Wenn Sie vielleicht den aus Ihrer Sicht wichtigsten Gedanken auf den Punkt bringen sollten, welcher wäre das?


Als Fazit sollte man mitnehmen, dass ESG-Kriterien bereits jetzt und in Zukunft noch verstärkt die Kapitalströme dahin lenken, was als nachhaltig deklariert ist. Die Energieeffizienz eines Gebäudes wird zukünftig Finanzierungsanfragen und Kreditentscheidungen maßgeblich beeinflussen, und dabei werden alle Immobilien-Akteure miteingeschlossen. Und auch wenn diese ganze Thematik sehr umfassend und mitunter verwirrend erscheint, so will ich doch alle Immobilieneigentümer ermutigen, sich einen individuellen Sanierungsförderungsplan erstellen zu lassen.
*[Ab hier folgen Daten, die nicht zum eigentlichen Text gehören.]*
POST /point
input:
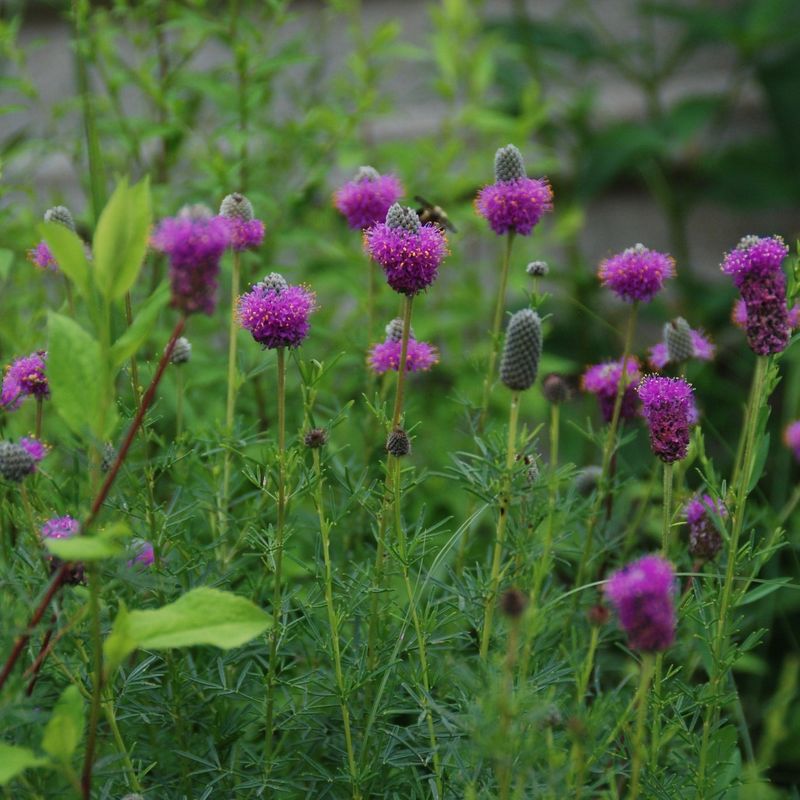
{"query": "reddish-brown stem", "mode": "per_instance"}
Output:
(102, 494)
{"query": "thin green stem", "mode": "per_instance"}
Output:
(608, 449)
(277, 598)
(230, 405)
(645, 676)
(496, 325)
(333, 622)
(505, 504)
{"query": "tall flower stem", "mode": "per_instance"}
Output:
(500, 535)
(608, 449)
(496, 326)
(645, 676)
(333, 622)
(100, 498)
(97, 680)
(277, 596)
(402, 550)
(230, 404)
(743, 471)
(380, 552)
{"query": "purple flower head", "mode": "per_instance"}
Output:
(755, 256)
(145, 555)
(668, 407)
(410, 253)
(42, 257)
(636, 274)
(603, 380)
(702, 348)
(643, 595)
(25, 377)
(386, 356)
(791, 437)
(34, 448)
(704, 538)
(365, 200)
(60, 528)
(767, 325)
(516, 205)
(276, 316)
(194, 244)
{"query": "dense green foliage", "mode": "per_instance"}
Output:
(275, 115)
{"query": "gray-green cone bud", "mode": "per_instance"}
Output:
(394, 331)
(16, 463)
(522, 350)
(537, 269)
(236, 206)
(398, 443)
(508, 164)
(366, 173)
(678, 338)
(195, 211)
(61, 215)
(182, 351)
(403, 217)
(274, 282)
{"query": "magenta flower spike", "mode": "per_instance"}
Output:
(194, 243)
(669, 409)
(366, 199)
(603, 380)
(636, 274)
(275, 313)
(514, 203)
(25, 377)
(409, 252)
(642, 594)
(756, 268)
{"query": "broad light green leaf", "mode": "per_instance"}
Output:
(106, 544)
(201, 616)
(132, 339)
(73, 370)
(68, 250)
(65, 728)
(120, 241)
(15, 760)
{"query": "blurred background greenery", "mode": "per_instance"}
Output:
(672, 123)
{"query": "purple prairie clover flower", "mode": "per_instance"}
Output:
(791, 437)
(755, 256)
(60, 528)
(636, 274)
(696, 345)
(668, 407)
(366, 199)
(25, 377)
(704, 538)
(145, 554)
(36, 449)
(603, 380)
(386, 356)
(42, 257)
(409, 252)
(194, 244)
(276, 317)
(643, 595)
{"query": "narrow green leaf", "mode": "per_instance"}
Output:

Dabei handelt es sich um ein gutes Instrument für mehr Transparenz, Klarheit und kann zu einer zentralen Entscheidungsgrundlage werden, ob und wie der Weg aussehen kann, die eigene Immobilie fit für die Zukunft zu machen – denn meiner Meinung nach zählt bald nicht mehr nur die alte Immobiliendevise Lage, Lage, Lage – sondern Lage, Lage, Energieeffizienz.